She tilted her face up toward his.
Their eyes met. Hers were clearer now, more focused. She stared at him like she was seeing him for the first time. Or maybe like she'd been searching for him her whole life.
"I know you," she whispered.
They'd never met before tonight. He was sure of that. But the matebond didn't care about logic. It recognized what it wanted.
"You don't," Dmitri said, his voice rough. "You're confused. The drugs-"
"No." She lifted one hand and pressed it against his chest, right over his heart. "I know you."
The touch burned through his shirt like fire. His wolf howled in approval.
Dmitri's control cracked.
He should move away. Should put distance between them before this went too far. But he couldn't. The pull was too strong. She was too close. And every instinct he had was screaming at him to claim her, to mark her, to make sure every wolf in the world knew she was *his*.

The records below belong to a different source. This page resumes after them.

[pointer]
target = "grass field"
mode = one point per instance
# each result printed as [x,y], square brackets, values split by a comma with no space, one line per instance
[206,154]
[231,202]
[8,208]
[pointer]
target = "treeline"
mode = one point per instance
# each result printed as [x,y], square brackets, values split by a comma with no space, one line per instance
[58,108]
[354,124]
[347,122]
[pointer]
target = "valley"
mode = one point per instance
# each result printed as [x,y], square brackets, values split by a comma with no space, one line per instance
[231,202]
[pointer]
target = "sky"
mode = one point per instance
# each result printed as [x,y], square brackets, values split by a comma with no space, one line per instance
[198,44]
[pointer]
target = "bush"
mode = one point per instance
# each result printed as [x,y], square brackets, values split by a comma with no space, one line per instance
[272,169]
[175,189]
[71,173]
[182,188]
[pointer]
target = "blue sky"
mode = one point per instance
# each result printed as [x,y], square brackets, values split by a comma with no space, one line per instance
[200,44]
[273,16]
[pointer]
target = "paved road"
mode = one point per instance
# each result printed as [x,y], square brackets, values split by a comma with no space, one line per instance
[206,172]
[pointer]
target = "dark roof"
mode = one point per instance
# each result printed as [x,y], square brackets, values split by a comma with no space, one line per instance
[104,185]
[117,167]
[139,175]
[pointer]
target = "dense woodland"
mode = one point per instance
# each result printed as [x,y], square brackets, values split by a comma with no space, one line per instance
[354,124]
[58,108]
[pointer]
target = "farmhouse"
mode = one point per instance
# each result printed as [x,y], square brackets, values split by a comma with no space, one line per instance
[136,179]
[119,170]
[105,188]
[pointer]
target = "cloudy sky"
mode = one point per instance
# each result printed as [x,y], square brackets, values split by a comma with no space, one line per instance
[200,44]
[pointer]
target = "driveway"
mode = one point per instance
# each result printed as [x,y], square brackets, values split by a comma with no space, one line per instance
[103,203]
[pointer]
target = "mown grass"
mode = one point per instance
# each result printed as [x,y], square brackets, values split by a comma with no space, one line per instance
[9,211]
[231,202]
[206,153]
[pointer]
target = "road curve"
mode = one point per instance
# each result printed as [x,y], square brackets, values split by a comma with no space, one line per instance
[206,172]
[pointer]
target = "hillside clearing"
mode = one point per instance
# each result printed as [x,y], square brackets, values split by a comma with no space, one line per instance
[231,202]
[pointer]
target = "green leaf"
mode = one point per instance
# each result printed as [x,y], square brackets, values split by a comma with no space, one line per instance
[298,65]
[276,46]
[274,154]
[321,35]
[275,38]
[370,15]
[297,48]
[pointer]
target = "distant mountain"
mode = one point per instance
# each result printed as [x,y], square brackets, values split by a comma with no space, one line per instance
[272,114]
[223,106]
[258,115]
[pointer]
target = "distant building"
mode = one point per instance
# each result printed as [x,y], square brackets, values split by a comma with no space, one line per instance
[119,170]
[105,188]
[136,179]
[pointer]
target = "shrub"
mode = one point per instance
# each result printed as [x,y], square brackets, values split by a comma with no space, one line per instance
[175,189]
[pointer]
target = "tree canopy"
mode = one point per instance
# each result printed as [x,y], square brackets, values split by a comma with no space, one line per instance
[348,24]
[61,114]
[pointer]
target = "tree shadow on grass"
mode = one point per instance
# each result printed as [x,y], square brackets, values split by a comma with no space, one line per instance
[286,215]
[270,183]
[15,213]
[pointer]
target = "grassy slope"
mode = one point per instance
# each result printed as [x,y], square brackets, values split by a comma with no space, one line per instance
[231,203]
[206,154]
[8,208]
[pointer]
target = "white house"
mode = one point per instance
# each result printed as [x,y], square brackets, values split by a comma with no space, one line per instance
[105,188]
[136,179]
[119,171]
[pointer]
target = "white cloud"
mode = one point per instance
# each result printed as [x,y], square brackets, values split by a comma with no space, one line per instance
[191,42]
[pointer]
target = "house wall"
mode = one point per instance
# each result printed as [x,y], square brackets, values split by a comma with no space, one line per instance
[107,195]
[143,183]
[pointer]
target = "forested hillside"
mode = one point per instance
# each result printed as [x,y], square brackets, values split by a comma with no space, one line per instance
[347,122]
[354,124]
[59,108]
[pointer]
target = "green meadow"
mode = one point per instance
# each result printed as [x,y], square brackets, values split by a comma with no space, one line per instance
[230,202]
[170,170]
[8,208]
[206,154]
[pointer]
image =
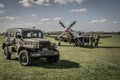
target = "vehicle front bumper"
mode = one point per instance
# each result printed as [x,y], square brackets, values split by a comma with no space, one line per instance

She shifted closer, her lips just inches from his.
"Please," she breathed.
That one word shattered him.
Dmitri's hand came up to cup her face, his thumb brushing across her cheekbone. Her skin was warming now, color returning to her lips. Her eyes were half-lidded, dark with something that wasn't just the drugs anymore.
"Tell me to stop," he growled. It was the last thread of his control, the last attempt to do the right thing.
She didn't tell him to stop.
Instead, she closed the distance between them and pressed her mouth to his.
The kiss was soft at first. Tentative. Like she wasn't sure what she was doing. But then the mate bond surged, and everything changed.
Dmitri's hand slid into her hair, tilting her head back as he deepened the kiss. She gasped against his mouth, and he took the opportunity to taste her sweet and sharp, like winter honey. His wolf roared in victory, finally, finally getting what it needed.
Her hands gripped his shirt, pulling him closer. She kissed him back with a desperation that matched his own, like she'd been waiting for this her whole life.
The full moon blazed outside the window.
And Dmitri Volkov, Alpha of the Volkov pack, gave in to the bond he'd been fighting from the moment he heard her heartbeat.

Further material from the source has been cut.